Denying Reality

The science-deniers in the White House have had to accommodate themselves to evidence-based facts and they look none too happy about it.  Science denial has a long and venerable history in a certain type of evangelicalism.  Science teaches us that most things are more complex than they seem and this is also true of religions.  There are evangelicals all over the board, but those claiming the name most loudly have been outspoken Trump supporters.  The administration has had a three-year spree of decrying science and now that a very real virus is killing us they have no choice but to listen, albeit reluctantly.  So why do certain strains of evangelicalism deny science?  Is it all for profit?  Is there some kind of biblical mandate?

As someone who spent many years making a living as a biblical scholar (and it still plays into my work), I often think about this.  There is the underlying reliance on miracle as opposed to naturalism, for sure.  If God can do anything then science is ever only contingent.  Any moment a miracle (a word that doesn’t occur in the Bible, by the way) could happen and there’d be no way to measure it.  The main reason, however, goes back to Genesis and its creation stories.  When you read a book first impressions are important.  The Good Book begins with a theological account that eventually came to be taken literally.  It’s as if someone decided to live by a poem, taken as fact.  Some things can’t be expressed except with metaphorical language.  But since this creation takes place up front, any challenge to it is an affront to the Almighty.

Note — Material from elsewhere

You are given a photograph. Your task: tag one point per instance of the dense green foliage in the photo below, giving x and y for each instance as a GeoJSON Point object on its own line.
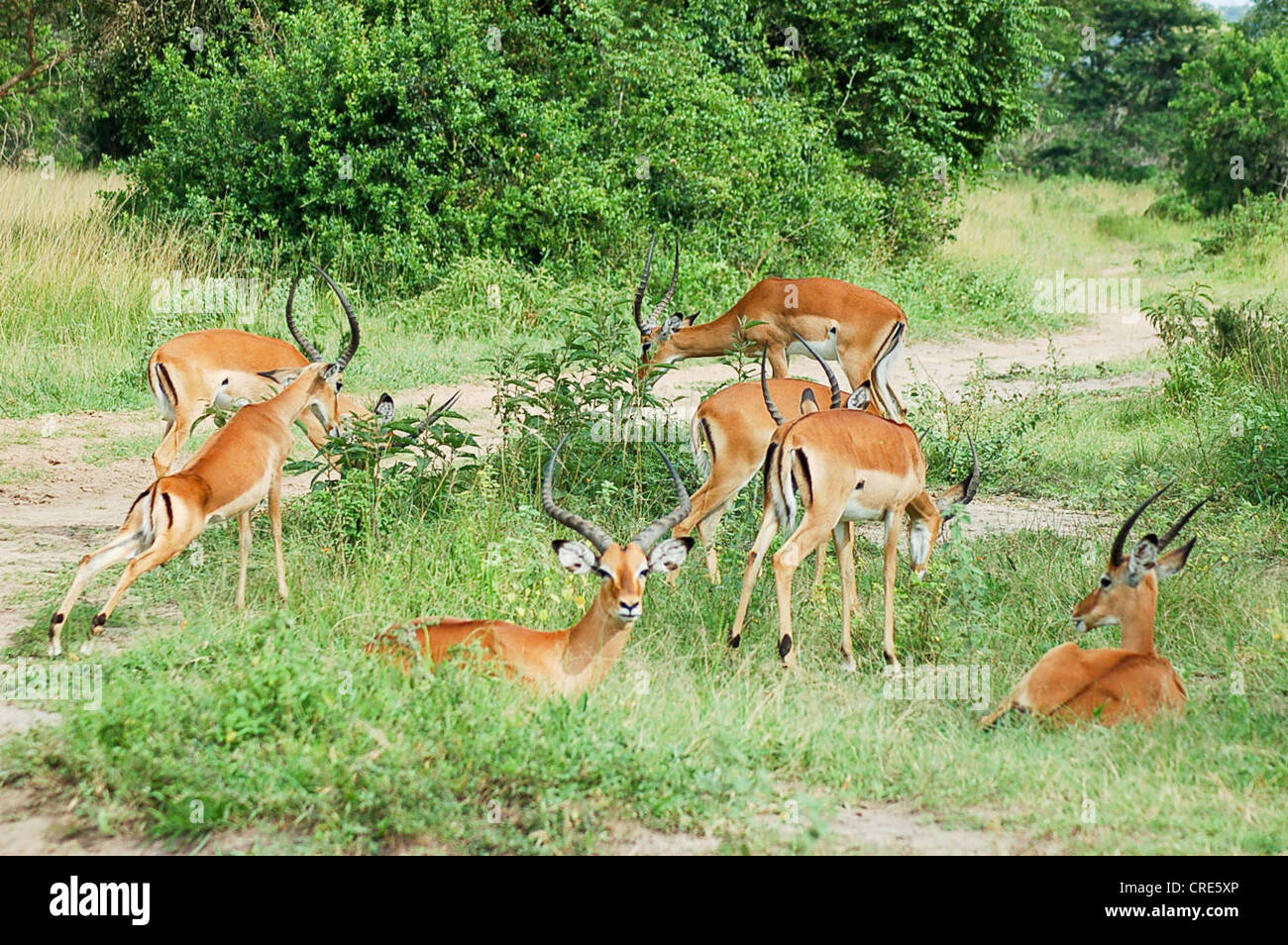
{"type": "Point", "coordinates": [1234, 120]}
{"type": "Point", "coordinates": [1106, 101]}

The antagonism set up by Darwin’s discovery of evolution set the whole confrontation in motion.  Evangelicals in the late 1800s were feeling pushed into the corner by the overwhelming evidence that the creation accounts in Genesis were not factual.  This insult to miracle has simmered for well over a century—the Scopes trial, well into this period, took place 95 years ago.  Fear that the Bible’s loss of science authority might somehow lessen its spiritual message became a ditch in which to die.  Big business learned, back in the seventies, that evangelicals made great followers and could constitute a voting bloc if only a cause could be raised around which they’d rally.  We all know what that was.  That issue has led to the denial of science and the acceptance of anyone ill-informed enough to accept such denial.  Only after learning that you must fight pandemics with science has the White House had to start changing its story.  When it’s all over, however, it will go right back to denying everything.


The Happy Science

Many seem to be wondering, if the media are to be believed, why America, like REM, is losing its religion.  (And yes, I know that the expression for the latter means to lose one’s temper, not literally to lose one’s faith.)  Derek Thompson at the Atlantic recently wrote about how the more literal loss took place around 1990.  He posits that the rise of the Christian Right, the Cold War coming to an end, and 9/11 are behind the loss.  As an historian of religion, even with a more ancient focus, I have to wonder if his gaze goes back far enough.  Being born early in the sixties was an opportunity to have a front-row seat.  My family was very religious.  To us, the rest of the world may have been going to Hell, but locally we were trying to please God, as most everyone we knew was.

Theologians and sociologists thought God had died.  Nietzsche, always ahead of his time, had declared as much nearly a century before the sixties got underway.  The public face of religion, however, is never the same as what’s going on below.  The religious right was built on a deep-seated hypocrisy from the beginning.  Now hypocrisy is so very human it’d be easily forgiven were it not for the constant insistence on self-righteousness followed by the revelation of some base human vice.  Time and time again televangelists didn’t cover the tracks of their peccadillos well enough, and Catholic priest couldn’t fight that feeling.  They were doing what humans have probably always done, but while wearing the vestments of public respectability.  Like Cthulhu, it seemed like God was dead but dreaming under the sea.

Religion, as all scholars of the phenomenon know, changes only very slowly.  Church attendance began dropping in the seventies, but back then there was such a thing as the rule of law and a real concern that your neighbors didn’t think you a Commie.  Fast forward to the era of Trump when the rule of law broke down completely and religions rank right up there with Republicans as being the most dishonest elements of humankind.  We look back at when the slow trickle seemed to breech the dyke in the 1990s.  The real game changer (since 9/11 was still in the future) was the birth of the internet.  People began to talk freely about the two subjects—religion and politics—that those of us from the sixties were taught assiduously to avoid in polite company.  Nietzsche published Die fröhliche Wissenschaft in 1882.  It would take about a century to sink in, and human religious leaders would be the ones to prove his point.  At least in this world of choosing our confessions.